Interesting, but who is responsible for the compilation? The plugin developer? The app developer? The realms approach feels a bit cleaner to me... I would think it's also easier to debug than trying to debug compiled code.
The host page must control the compilation to ensure the safety of its data. The compiled code is still JavaScript, just without any access to variables that the host does not want the embedded script to see.
It has less bloat if you use lots of embedded scripts. My point is that this problem has been solved before in an even cleverer way and was used by hundreds of engineers in MySpace's heyday, so I'm surprised the authors had not considered it.
We did! But while the approach was perfectly plausible in theory, we didn’t feel good about it.
We didn’t find anybody currently using this approach in production.
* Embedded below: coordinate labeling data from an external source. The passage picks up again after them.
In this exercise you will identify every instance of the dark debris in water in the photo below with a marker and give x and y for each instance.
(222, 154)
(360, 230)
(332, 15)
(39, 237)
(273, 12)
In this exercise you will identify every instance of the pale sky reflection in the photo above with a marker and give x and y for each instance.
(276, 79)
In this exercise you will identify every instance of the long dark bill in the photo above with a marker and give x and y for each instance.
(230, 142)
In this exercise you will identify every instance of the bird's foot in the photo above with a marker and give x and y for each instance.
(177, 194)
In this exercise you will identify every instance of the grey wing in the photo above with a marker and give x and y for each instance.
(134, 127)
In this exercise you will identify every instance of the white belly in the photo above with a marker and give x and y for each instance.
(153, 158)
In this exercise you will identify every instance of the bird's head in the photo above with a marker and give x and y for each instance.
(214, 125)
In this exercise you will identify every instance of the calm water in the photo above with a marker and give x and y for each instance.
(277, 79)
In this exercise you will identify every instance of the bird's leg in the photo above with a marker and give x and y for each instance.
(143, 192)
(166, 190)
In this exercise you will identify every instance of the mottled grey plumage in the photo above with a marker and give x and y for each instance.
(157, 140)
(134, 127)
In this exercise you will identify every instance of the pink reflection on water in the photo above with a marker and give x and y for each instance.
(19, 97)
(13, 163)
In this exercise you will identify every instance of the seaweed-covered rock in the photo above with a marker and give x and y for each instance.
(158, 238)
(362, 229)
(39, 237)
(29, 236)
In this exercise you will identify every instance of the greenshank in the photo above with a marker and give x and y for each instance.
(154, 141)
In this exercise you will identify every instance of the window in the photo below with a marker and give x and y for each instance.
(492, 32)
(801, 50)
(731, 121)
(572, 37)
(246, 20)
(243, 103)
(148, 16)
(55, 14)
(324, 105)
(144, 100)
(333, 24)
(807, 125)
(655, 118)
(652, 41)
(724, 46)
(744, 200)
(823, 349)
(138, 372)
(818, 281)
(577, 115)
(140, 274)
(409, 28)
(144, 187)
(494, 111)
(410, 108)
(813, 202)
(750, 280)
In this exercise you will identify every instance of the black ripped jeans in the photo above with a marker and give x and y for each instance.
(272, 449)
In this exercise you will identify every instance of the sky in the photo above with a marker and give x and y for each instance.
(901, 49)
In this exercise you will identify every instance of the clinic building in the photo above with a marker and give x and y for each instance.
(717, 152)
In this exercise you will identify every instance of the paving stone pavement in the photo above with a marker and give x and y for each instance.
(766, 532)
Projects like Caja seemed unmaintained. So we’d have to reason about the security properties ourselves, but it’s hard because those approaches are more blacklist centric (remove unsafe JS features) than whitelist centric. They also did more than we needed, which increases the attack surface area.
There’s some papers on the topic that formalize Javascript in order to write proofs about it, but they’re quite old and some newer Javascript features like async/await definitely could invalidate some of assumptions behind these proofs.
While I don’t know the exact history, the Realms work does derive from Caja, it’s just the latest in this line of evolution.